1. Which of the following mechanism is used in the formation of commercially used polymethyl methacrylate?
a) anionic mechanism
b) cationic mechanism
c) free radical mechanism
d) cannot be said
Explanation:Methyl Methacrylate when polymerized by free radical initiated bulk or suspension polymerization, using peroxide or azonitrile initiators at about 100 ᵒC, gives polymethyl methacrylate as the final product
2. What is the glass transition temperature of the polymer polymethyl methacrylate?
a) 74ᵒ C
b) 105ᵒ C
c) 93ᵒ C
d) 80ᵒ C
Explanation:PMMA has a glass transition temperature of about 105 ᵒC and a service temperature of about 93 ᵒC. It has heat deflection temperature in the range of 74 to 100 ᵒC.
3. What is the specialized application of PMMA, keeping in mind its excellent optical clarity and high atmospheric resistance?
a) hard contact lenses
b) construction
c) decoration of appliances
d) insulation wires
Explanation: The combination of excellent optical clarity and outstanding weathering behavior makes PMMA especially useful for hard contact lenses.

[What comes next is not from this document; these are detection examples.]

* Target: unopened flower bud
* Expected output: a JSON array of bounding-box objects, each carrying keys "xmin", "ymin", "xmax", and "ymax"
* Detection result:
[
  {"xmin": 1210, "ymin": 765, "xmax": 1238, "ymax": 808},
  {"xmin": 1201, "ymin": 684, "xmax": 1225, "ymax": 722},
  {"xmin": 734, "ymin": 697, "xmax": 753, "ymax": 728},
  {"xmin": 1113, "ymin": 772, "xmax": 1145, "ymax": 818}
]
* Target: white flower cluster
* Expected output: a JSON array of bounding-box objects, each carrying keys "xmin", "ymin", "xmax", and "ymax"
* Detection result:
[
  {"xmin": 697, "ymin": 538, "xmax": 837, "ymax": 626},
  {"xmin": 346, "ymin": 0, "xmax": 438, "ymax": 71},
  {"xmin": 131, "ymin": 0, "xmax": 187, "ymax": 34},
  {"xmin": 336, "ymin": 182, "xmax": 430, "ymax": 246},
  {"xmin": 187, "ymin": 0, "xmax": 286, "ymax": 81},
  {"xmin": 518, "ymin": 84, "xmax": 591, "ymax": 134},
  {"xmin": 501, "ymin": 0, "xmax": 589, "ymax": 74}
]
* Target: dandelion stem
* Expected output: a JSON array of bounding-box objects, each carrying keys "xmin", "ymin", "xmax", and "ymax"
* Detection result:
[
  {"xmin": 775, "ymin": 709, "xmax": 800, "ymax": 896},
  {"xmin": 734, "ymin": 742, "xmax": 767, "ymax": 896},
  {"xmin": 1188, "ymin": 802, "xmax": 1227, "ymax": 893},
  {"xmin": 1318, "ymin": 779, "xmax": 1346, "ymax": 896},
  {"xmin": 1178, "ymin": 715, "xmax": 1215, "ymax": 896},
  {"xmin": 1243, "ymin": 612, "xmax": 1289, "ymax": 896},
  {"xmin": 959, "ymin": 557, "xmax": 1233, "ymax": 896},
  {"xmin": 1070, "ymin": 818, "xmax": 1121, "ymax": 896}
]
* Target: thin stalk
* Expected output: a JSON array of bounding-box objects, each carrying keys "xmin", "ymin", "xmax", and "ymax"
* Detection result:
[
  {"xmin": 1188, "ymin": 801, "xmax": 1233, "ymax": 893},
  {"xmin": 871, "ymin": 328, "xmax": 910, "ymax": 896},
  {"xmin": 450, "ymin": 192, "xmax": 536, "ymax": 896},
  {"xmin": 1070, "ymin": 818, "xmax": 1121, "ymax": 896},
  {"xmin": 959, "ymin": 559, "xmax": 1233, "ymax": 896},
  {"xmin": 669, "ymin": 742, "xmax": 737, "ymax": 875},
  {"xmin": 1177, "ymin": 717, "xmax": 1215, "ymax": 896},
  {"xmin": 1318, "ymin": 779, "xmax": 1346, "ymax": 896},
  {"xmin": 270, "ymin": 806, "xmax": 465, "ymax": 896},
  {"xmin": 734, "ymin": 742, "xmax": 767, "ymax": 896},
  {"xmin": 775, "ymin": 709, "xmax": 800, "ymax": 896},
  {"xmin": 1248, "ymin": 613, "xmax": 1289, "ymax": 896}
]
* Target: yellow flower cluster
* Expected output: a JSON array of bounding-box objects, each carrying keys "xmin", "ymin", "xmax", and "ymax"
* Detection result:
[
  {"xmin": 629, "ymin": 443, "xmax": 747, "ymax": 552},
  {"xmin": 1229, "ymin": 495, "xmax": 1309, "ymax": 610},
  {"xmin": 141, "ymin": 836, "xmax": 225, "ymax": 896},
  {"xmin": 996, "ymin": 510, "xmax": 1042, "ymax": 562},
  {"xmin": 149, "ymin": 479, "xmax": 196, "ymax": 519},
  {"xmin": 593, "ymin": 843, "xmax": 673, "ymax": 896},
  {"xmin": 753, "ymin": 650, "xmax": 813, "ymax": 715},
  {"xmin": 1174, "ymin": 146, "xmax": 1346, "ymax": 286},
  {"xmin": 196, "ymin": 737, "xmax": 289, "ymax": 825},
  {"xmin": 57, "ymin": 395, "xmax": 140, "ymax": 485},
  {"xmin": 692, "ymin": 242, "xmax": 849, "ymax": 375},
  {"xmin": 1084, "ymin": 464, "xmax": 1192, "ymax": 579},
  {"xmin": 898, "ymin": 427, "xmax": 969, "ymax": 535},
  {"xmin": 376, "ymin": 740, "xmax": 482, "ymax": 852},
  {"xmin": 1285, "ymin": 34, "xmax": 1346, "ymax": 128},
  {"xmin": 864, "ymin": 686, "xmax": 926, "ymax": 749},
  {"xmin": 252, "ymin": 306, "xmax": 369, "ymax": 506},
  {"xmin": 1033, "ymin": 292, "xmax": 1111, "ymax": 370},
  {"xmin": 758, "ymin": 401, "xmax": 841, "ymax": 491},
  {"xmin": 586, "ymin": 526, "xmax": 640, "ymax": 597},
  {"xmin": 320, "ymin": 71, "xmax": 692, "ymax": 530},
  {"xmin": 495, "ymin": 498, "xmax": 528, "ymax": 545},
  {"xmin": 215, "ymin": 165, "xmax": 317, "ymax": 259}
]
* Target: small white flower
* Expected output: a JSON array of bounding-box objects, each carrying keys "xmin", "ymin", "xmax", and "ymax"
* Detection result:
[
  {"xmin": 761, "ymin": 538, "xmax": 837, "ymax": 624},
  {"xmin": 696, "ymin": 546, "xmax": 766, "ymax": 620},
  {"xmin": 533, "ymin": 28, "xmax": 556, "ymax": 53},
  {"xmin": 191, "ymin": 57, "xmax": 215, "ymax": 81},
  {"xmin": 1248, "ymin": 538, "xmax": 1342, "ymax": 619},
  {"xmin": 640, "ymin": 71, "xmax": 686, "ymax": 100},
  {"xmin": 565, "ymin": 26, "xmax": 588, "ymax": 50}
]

It is good for the applications that require light transmission and outdoor exposure.
4. For the production of sheets, rods, etc. by bulk polymerization of methylmethacrylate, the complete polymer syrup of high viscosity is poured into the casting cell, just to minimize reaction exotherm and shrinkage. State true or false.
a) True
b) False
Explanation:For the production of sheets, rods, etc. by bulk polymerization of methylmethacrylate, the monomer methylmethacrylate, firstly is partially polymerized and then the prepolymer syrup of convenient viscosity is poured into the casting cell. This is done to minimize reaction exotherm and obtain sheets free of sink marks and voids.

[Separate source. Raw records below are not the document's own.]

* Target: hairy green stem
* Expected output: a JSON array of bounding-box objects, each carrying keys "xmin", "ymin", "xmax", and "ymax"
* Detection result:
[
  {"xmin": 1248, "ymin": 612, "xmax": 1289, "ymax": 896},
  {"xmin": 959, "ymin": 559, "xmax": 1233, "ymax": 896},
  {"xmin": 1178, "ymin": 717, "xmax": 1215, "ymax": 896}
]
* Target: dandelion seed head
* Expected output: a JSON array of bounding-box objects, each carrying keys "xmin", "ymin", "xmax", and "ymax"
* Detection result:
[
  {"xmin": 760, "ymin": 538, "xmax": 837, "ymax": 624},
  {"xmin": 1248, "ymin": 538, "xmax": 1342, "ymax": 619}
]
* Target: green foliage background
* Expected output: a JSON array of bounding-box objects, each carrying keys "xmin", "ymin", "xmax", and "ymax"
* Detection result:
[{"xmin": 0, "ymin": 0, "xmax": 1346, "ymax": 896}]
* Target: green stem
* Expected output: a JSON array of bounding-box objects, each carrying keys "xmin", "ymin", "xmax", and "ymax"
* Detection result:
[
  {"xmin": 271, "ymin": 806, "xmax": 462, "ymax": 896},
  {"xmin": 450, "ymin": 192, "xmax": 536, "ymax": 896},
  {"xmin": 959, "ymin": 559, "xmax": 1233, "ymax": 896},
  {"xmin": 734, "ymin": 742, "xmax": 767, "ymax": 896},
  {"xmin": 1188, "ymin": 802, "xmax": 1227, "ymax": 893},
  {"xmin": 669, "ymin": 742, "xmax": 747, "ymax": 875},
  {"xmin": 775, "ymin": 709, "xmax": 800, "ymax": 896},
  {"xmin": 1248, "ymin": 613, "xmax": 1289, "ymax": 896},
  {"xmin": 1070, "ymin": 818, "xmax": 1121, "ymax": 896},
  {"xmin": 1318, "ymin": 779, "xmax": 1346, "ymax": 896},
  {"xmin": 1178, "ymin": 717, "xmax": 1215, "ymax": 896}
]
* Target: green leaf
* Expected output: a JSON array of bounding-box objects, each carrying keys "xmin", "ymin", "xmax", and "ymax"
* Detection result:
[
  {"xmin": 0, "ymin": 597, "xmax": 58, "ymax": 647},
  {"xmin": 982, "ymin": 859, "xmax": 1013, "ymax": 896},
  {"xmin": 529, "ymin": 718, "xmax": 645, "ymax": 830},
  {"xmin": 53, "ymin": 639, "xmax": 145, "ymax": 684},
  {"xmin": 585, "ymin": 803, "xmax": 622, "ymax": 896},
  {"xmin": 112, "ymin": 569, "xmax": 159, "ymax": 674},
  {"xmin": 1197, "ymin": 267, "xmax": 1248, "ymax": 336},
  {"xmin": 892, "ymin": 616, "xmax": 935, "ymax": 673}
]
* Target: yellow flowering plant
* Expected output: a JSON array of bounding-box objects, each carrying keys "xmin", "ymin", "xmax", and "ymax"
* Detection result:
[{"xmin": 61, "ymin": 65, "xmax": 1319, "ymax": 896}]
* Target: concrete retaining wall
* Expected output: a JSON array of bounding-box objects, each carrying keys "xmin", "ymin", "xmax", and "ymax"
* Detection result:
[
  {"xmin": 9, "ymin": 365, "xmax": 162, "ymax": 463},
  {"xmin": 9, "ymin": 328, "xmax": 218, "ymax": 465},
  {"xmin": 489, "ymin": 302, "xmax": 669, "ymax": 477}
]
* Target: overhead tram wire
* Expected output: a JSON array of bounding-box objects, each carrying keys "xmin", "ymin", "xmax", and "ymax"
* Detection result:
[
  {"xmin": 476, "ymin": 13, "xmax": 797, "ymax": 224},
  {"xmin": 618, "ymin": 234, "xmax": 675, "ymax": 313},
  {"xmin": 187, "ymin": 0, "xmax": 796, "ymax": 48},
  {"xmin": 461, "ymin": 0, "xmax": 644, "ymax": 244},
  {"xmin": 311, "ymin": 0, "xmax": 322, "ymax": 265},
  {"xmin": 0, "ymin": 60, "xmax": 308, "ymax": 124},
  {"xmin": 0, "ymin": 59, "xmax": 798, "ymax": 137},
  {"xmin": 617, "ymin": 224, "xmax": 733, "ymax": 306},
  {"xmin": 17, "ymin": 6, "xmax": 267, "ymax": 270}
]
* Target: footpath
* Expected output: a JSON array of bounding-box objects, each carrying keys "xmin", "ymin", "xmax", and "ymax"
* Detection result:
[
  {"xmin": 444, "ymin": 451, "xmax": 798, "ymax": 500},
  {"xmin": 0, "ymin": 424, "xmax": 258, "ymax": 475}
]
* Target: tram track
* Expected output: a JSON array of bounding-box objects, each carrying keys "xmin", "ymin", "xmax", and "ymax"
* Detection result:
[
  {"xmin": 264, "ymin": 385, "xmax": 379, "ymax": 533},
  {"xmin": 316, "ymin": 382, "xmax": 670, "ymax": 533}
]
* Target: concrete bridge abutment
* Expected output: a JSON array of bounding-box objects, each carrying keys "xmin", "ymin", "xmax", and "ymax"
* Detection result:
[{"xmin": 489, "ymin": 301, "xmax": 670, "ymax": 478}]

5.How does the solubility of polyacrylates in oils and hydrocarbons vary with the length of side group attached?
a) increases
b) decreases
c) remains same
d) increases then decreases
Explanation: The solubitlity of polyacrylates in oils and hydrocarbon increases with the increase in size of the side group attached. The polymer also gets harder and tougher with the decreases in the size of group.
6. Which of the following polyacrylate is used in paints and adhesives formulation?
a) poly (butyl acrylate)
b) poly (methyl acrylate)
c) poly (2-ethylhexyl acrylate)
d) poly (ethyl acrylate)
Explanation:Poly(2-ethylhexyl acrylate) is having a large size ester group which makes it quite softer and so it is used in painting and adhesion formulation.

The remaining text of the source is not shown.